Modeling within a model system has a several advantages for model developers and users. Model developers can be much more productive in developing new models because they can use components from other models and can focus their efforts on building components that don't already exist. Also, because the model system has shared conventions, developers can more easily understand the work of other developers and modify existing components to fit their needs. Likewise, the existence of common conventions makes it easier for model users to understand the models they are using, and makes it less expensive for them to have a model customized to meet their needs.
The fact that GreenSTEP, the RSPM, EERPAT and RPAT comprise a model system is a result of their common origins in the GreenSTEP model. No common descriptions or specifications of the model system they comprise have been developed. To date, this has not created any substantial problems because the numbers of developers and users of these models has been fairly small. However, as the number of developers and users increases it will become increasingly difficult to maintain the model system and the benefits that such a system provides. Consequently, the first goal of this project is to develop a complete description of the VisionEval disaggregate strategic planning model system and a set of specifications for that system.

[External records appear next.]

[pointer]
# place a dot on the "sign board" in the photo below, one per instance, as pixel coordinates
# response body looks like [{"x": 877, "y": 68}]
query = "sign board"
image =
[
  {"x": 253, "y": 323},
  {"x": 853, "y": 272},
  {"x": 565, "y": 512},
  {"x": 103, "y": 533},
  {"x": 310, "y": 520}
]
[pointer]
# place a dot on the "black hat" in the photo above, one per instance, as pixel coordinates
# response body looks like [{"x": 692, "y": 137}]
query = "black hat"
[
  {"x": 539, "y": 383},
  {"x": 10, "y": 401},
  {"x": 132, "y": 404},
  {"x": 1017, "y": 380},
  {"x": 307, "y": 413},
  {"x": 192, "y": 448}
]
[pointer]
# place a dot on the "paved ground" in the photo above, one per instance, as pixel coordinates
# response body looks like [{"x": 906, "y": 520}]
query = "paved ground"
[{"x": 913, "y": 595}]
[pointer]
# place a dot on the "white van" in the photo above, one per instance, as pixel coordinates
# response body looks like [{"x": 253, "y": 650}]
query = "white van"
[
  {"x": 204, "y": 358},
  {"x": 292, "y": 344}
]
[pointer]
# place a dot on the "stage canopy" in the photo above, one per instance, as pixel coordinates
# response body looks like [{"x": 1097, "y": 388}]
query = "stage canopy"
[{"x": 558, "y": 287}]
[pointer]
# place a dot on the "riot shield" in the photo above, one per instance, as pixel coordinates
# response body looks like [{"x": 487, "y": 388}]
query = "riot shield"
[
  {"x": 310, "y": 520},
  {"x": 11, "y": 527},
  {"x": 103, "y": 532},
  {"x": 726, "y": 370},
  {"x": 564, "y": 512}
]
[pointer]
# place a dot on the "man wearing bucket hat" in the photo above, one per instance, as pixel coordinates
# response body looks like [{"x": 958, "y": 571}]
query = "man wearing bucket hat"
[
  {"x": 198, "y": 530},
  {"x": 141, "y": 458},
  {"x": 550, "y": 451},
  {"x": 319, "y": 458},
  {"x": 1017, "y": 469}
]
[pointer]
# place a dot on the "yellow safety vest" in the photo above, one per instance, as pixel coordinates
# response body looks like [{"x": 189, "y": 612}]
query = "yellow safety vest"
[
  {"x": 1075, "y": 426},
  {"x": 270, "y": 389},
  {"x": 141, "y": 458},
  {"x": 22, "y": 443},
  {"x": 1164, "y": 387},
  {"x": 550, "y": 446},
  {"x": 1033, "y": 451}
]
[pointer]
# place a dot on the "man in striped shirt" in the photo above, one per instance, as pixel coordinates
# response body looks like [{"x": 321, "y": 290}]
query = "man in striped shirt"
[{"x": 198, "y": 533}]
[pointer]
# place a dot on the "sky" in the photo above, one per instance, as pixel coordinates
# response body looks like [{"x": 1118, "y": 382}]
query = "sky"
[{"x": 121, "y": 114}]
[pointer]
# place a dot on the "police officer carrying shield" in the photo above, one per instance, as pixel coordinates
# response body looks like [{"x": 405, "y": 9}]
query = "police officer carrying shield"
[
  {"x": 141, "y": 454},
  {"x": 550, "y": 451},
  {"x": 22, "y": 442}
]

Although formalizing the description and specifications for the model system is necessary for exploiting the benefits of the system, it is not sufficient. In addition, a common software framework is needed so that model components (modules) can be easily shared. The GreenSTEP code provided some aspects of a common framework which enabled the sharing of modules between models, but it falls short of being an adequate framework in a number of ways including the lack of a formal API for modules, overreliance on the global namespace to glue modules together, an insufficient data model for persistent storage, and incomplete functionality and documentation to enable model re-estimation. Consequently, the second goal of this project is to develop a programming framework for building models in the VisionEval modeling system. The project will develop software that enables models to be built using interchangeable modules. It will develop specifications and an applications programming interface for building modules that can be used in a plug-and-play fashion. It will also develop documentation and tools to assist module developers.

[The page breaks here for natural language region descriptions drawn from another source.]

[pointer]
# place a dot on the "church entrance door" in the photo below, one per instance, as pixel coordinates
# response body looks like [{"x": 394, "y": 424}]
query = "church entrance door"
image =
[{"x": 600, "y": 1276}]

This framework, like the RSPM and GreenSTEP, will be coded in the R language. There are several reasons for this. First, since the R language is an exemplary language for data analysis and statistical programming, it is well suited for model development. Using R facilitates the development of models that are open and replicable. Second, since R is a full-featured programming language, it can be used very efficiently in model development because all the steps of data processing, exploratory data analysis, model estimation, model implementation, and output visualization can be done in one language. Third, R has a very good system for package development and management which facilitates the creation and sharing of model modules. Finally, R can be interfaced with higher performance languages like C++ (although most often very acceptable performance can be achieve with R itself if properly used).
The code and other materials for this GitHub project are organized in several directories. The approach directory contains documents which give an overview of the project including background, rationale and approach. The api directory contains documents which detail the model system and framework specifications and application programming interface. The design directory contains documents which describe the design of the model system and framework. The manuals directory contains documentation on the model system and how to use the framework. Finally, the packages directory contains framework code and example module code. Final code will be distributed in the form of R packages.